Referring to what the viewer experiences emphasizes the connection made
between artist and self when two normally separate processes operate together. Far
from robbing the arts of its mystery, the science behind the aesthetic
experience is a powerful argument for re-emphasizing the arts in education. Insight
demands response to wholes and arts is the way to educate the untapped
potential of visual intelligence, the perceptual understanding of the whole
picture. The idea that art creates pleasure signals its usefulness to human
survival at a time when academic institutions are devaluing it. The brain
rewards what is good for us. Self-awareness and attunement to harmony within
the whole build important levels of our mind.

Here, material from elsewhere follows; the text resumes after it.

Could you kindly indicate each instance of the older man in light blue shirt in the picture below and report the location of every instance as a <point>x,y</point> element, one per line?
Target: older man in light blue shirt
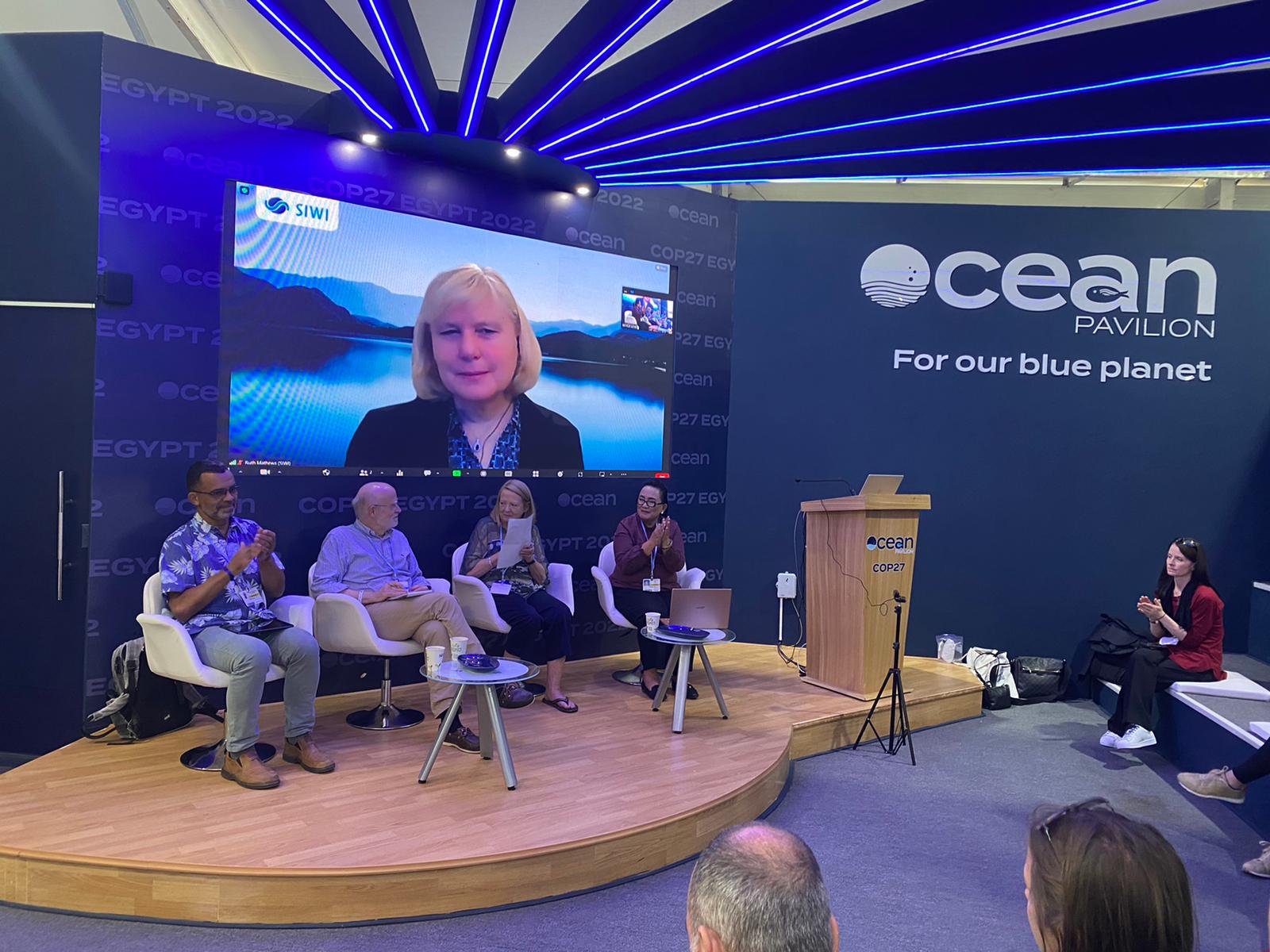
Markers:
<point>372,562</point>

Beauty stimulates what is best in us adding circuitry in the frontal
cortex, our most evolved area. The understructure made by the patterns of universal
experience are represented by feelings, summarizing overall response. They are
the glue that holds ideas together. Understanding the science aids
understanding regarding why art has lasted throughout human history.
There is a unifying quality to art that information can’t reach as it
itemizes things known. With art we feel together, the artist’s expression of
emotion transmitting to the viewer’s experience of that emotion giving that
shiver recognizing that underneath it all we are one not many.